/Stocktalk

Data collection toolkit for social media analytics

Primary LanguagePythonMIT LicenseMIT

                        PyPI version Build Status Python Dependencies GitHub Issues License

Quickstart

Track tweet volume and sentiment in realtime

from stocktalk import streaming, visualize

streaming(credentials, 'TSLA', ['TSLA', 'Tesla'], 30, path, realtime=True, logSentiment=True)
visualize('TSLA', 30, path)

Content

Install

pip install stocktalk

Download Corpus

stocktalk-corpus
or
python -m nltk.downloader vader_lexicon

Code Examples

Twitter Streaming

from stocktalk import streaming

# Credentials to access Twitter API 
API_KEY = 'XXXXXXXXXX'
API_SECRET = 'XXXXXXXXXX'
ACCESS_TOKEN = 'XXXXXXXXXX'
ACCESS_TOKEN_SECRET = 'XXXXXXXXXX'
credentials = [API_KEY, API_SECRET, ACCESS_TOKEN, ACCESS_TOKEN_SECRET]

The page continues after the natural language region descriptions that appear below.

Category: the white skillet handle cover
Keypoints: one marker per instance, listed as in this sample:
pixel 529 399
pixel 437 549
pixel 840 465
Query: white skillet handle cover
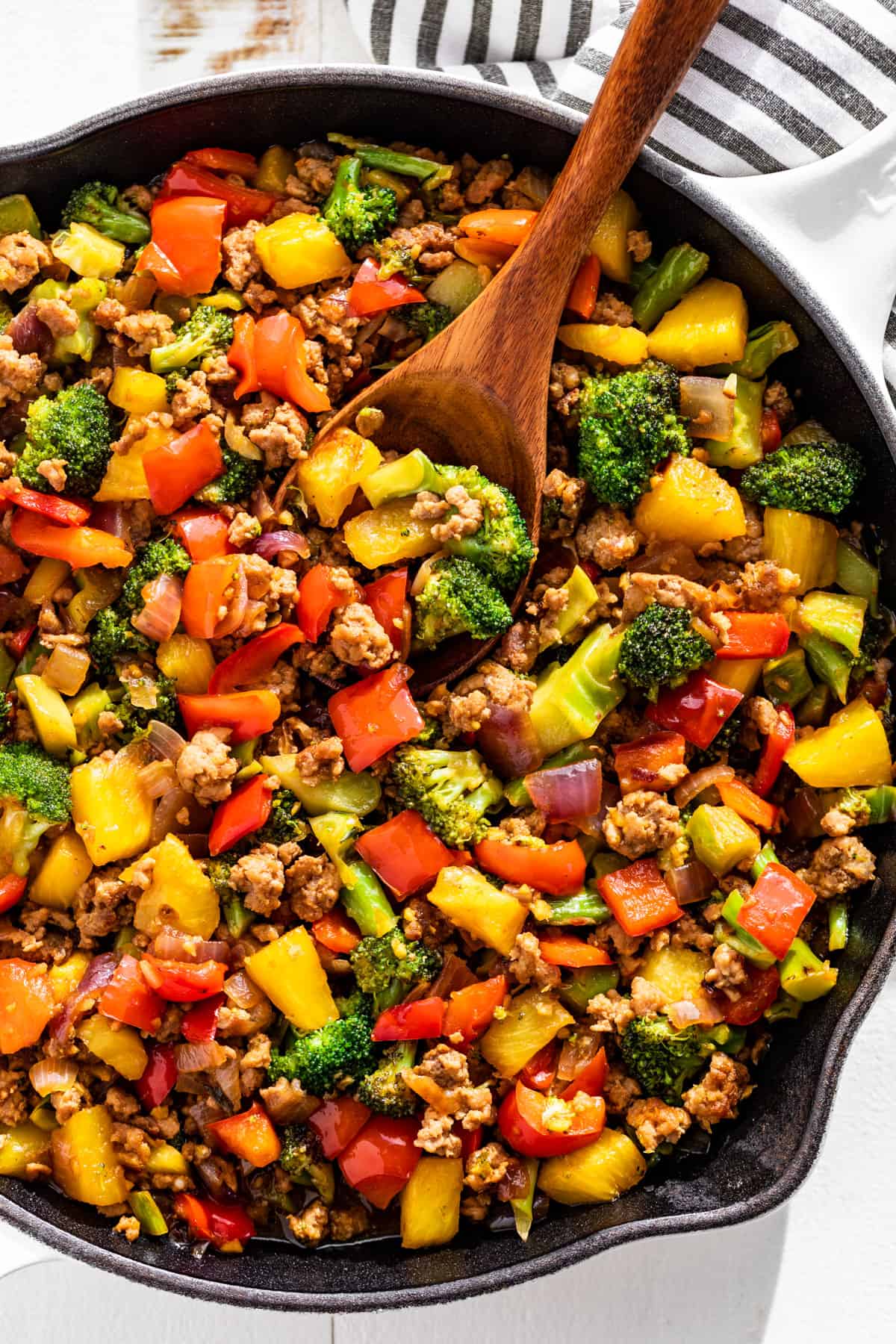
pixel 835 222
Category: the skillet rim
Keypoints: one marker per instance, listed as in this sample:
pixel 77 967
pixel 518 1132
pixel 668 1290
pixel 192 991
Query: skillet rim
pixel 696 188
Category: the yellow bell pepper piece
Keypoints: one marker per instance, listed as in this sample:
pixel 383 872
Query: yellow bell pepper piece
pixel 531 1021
pixel 331 473
pixel 301 250
pixel 111 808
pixel 432 1202
pixel 117 1046
pixel 388 534
pixel 691 503
pixel 597 1174
pixel 84 1160
pixel 610 240
pixel 617 344
pixel 470 902
pixel 137 391
pixel 66 866
pixel 179 894
pixel 290 974
pixel 188 662
pixel 707 327
pixel 49 714
pixel 852 750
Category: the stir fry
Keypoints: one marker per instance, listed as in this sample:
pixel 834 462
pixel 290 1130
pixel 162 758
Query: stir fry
pixel 289 947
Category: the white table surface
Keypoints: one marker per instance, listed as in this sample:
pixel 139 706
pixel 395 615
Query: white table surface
pixel 820 1269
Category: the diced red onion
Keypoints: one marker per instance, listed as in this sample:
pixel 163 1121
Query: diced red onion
pixel 707 405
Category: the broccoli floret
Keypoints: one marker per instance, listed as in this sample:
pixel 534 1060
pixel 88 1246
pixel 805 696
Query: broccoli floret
pixel 207 331
pixel 334 1055
pixel 100 205
pixel 660 648
pixel 74 426
pixel 235 484
pixel 34 794
pixel 818 477
pixel 390 965
pixel 450 789
pixel 628 425
pixel 356 214
pixel 457 598
pixel 664 1060
pixel 385 1090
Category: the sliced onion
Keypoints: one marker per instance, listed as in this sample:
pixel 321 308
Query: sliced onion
pixel 691 882
pixel 508 742
pixel 695 784
pixel 567 791
pixel 160 615
pixel 50 1075
pixel 709 408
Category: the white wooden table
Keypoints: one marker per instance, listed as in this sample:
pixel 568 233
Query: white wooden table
pixel 821 1269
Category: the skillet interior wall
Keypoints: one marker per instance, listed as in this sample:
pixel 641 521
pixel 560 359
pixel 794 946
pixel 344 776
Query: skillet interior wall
pixel 759 1148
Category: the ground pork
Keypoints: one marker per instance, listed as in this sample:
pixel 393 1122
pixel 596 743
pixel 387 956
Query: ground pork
pixel 719 1092
pixel 261 875
pixel 641 823
pixel 655 1122
pixel 312 886
pixel 20 260
pixel 839 866
pixel 206 766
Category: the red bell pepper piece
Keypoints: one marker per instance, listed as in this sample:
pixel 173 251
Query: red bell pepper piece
pixel 223 1225
pixel 188 181
pixel 747 804
pixel 58 510
pixel 249 714
pixel 203 534
pixel 78 546
pixel 556 868
pixel 336 1122
pixel 755 635
pixel 200 1023
pixel 242 355
pixel 418 1021
pixel 245 812
pixel 469 1011
pixel 253 660
pixel 638 898
pixel 281 364
pixel 223 161
pixel 405 853
pixel 697 709
pixel 381 1159
pixel 129 999
pixel 583 295
pixel 640 764
pixel 178 470
pixel 564 949
pixel 775 907
pixel 159 1077
pixel 388 598
pixel 370 295
pixel 774 749
pixel 184 252
pixel 521 1120
pixel 249 1135
pixel 184 981
pixel 375 715
pixel 13 889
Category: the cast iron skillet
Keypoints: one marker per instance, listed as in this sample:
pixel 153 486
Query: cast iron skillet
pixel 763 1157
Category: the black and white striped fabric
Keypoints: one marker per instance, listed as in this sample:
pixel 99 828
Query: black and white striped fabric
pixel 778 84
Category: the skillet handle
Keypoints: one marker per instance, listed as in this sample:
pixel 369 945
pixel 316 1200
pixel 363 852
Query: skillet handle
pixel 833 222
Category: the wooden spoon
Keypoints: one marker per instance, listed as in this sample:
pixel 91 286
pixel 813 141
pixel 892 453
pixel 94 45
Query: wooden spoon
pixel 477 393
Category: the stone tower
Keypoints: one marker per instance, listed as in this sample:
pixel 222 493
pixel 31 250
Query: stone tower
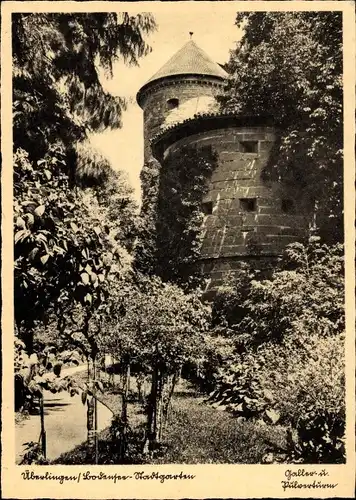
pixel 246 219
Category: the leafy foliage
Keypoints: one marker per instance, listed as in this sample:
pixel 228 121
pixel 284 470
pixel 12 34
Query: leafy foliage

# First element must be ticker/name, proceeding elements are extra queries
TSLA = ['TSLA', 'Tesla']
SNAP = ['SNAP', 'Snapchat']
AAPL = ['AAPL', 'Apple']
AMZN = ['AMZN', 'Amazon']

# Variables
tickers = [TSLA,SNAP,AAPL,AMZN]  # Used for identification purposes
queries =  TSLA+SNAP+AAPL+AMZN   # Filters tweets containing one or more query 
refresh = 30                     # Process and log data every 30 seconds

# Create a folder to collect logs and temporary files
path = "/Users/Anthony/Desktop/Data/"

streaming(credentials, tickers, queries, refresh, path, \
realtime=True, logTracker=True, logTweets=True, logSentiment=True, debug=True)

Realtime Visualization

from stocktalk import visualize

# Make sure these variables are consistent with streaming.py
tickers = ['TSLA','SNAP','AAPL','AMZN']
refresh = 30
path = "/Users/Anthony/Desktop/Data/"

visualize(tickers, refresh, path)

'''
Steps to run local bokeh server
1. Make sure streaming.py is running...
2. Traverse in console to the directory containing visualize.py
3. python -m bokeh serve --show visualize.py
'''

# Note: Volume is the thick blue line while sentiment is the thin white line

Major Features

Debugging Mode
Streaming Now...

---10:00:00---
TSLA Volume: 25
TSLA Sentiment: 0.29
SNAP Volume: 218
SNAP Sentiment: 0.03
AAPL Volume: 63
AAPL Sentiment: 0.14
AMZN Volume: 64
AMZN Sentiment: 0.34

---10:00:30---
TSLA Volume: 23
TSLA Sentiment: -0.05
SNAP Volume: 298
SNAP Sentiment: 0.02
AAPL Volume: 112
AAPL Sentiment: 0.01
AMZN Volume: 150
AMZN Sentiment: 0.11
Tracker Log Format
TSLA_Tracker.txt
datetime,volume,sentiment,duration
03/01/2017 10:30:00,22,0.26,30
03/01/2017 10:30:30,27,0.33,30
03/01/2017 10:31:00,24,0.23,30
03/01/2017 10:31:30,23,0.25,30
03/01/2017 10:32:00,25,0.18,30
Tweets Log Format
TSLA_Tweets.txt
datetime,tweet,sentiment
03/01/2017 10:30:02,#Tesla zeroing in market with strong relations,0.54
03/01/2017 10:30:03,$TSLA needs 8 Billion for Supercharger network,0.0
03/01/2017 10:30:03,#Tesla grossing high yet still losing money,-0.32
03/01/2017 10:30:03,Tesla's soon to be as affordable as gas-powered cars,0.11 
03/01/2017 10:30:05,The technical reason why Tesla shares could soon rise,0.42 

Underlying Features

Text Processing
textOne = "@TeslaMotors shares jump as shipments more than double! #winning"
print(process(textOne))

textTwo = "Tesla announces its best sales quarter: http://trib.al/RbTxvSu $TSLA" 
print(process(textTwo))

textThree = "Tesla $TSLA reports deliveries of 24500, above most views."
print(process(textThree))
shares jump as shipments more than double winning
tesla announces its best sales quarter
tesla reports deliveries of number above most views
Sentiment Analysis
textOne = "shares jump as shipments more than double winning"
print(sentiment(textOne))

textTwo = "tesla reports deliveries of number above most views"
print(sentiment(textTwo))

textThree = "not looking good for tesla competition on the rise"
print(sentiment(textThree))
0.706
0.077
-0.341